Nevertheless, this plan is not a Defra publication. Crucially, it is a HM Government publication which means that all government departments have signed up to the provisions within it and thus hopefully we will see other Secretaries of State also endorsing that value of our natural environment rather than it being seen as a Defra or Michael Gove strategy.   Whilst the document explicitly names the clean growth strategy and the industrial strategy, it is quite light on other key strategies such as the National Planning Policy Framework (NPPF) and Public health.

Wearing my knowledge exchange hat, the plan is significant in highlighting key areas of extant NERC science on green infrastructure that can be used to help translate the ambitions and aspirations into easy and quick wins. The following projects below represent those that I have become aware of in my recent knowledge exchange fellowship and they are confined to my area of work in mainstreaming green infrastructure[1]. They are not meant to be exhaustive but perhaps allow readers to see the potential of NERC science to help maximise the impact of the 25 year environmental plan.     
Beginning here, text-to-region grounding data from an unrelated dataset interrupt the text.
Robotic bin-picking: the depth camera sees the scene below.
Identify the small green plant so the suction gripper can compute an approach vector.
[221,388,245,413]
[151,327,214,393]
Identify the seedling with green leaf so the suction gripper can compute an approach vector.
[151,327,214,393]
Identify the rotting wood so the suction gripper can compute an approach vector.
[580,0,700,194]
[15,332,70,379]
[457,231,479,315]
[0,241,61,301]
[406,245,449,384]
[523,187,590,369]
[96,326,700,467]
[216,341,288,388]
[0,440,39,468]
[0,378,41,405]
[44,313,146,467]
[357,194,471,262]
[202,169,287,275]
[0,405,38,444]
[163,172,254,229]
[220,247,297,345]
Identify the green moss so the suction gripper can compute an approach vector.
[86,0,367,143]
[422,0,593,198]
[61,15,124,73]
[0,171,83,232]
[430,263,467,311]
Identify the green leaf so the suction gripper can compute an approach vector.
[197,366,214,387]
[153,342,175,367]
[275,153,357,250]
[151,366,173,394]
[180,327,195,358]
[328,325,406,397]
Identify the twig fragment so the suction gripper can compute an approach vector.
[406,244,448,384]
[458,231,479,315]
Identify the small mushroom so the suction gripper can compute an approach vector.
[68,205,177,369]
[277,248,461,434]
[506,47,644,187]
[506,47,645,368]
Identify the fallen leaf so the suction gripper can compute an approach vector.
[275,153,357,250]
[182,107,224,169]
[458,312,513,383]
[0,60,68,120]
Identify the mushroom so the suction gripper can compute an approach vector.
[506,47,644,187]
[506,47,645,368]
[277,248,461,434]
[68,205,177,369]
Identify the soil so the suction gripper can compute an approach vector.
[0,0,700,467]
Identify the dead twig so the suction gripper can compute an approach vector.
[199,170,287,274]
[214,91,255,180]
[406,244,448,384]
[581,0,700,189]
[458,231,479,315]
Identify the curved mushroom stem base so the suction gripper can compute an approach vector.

Endorsing a natural capital approach to assess and value the environment rather than allow it to be exploited in policy and decision-making processes.  Significantly the intrinsic value of nature was recognised too. Here the NERC Sweep project is leading theoretical advances on valuation through a range of projects  http://sweep.ac.uk/ within a wider framing of environmental growth in the South West.  There also several smaller GI innovation projects which are looking at natural capital [2]

The consideration of a formal requirement for an environmental net gain  from development including housing and infrastructure.  This builds upon pioneering work within the Natural Capital Planning Toolkit project led by Jon Sadler at the University of Birmingham  https://ecosystemsknowledge.net/natural-capital-planning-tool-ncpt. Here a tool, that assess the natural capital impact through changes in ecosystem service impacts pre and post development, has been developed and tested across 7 local authorities at a range of different planning scales and developments.  This has been further advanced through the same team in conjunction with Pam Berry at the University of Oxford on a live Natural England project looking at how the current Defra biodiversity metric can be strengthened to consider wider ecosystem services benefits to measure natural capital value from developments  thus helping to ensure positive environmental gain.   

The recognition of the value of green infrastructure is made explicit in the plan. The added value that green infrastructure brings to society has been addressed in a NERC innovation project “Greening the grey by Larissa Naylor http://eprints.gla.ac.uk/150672/.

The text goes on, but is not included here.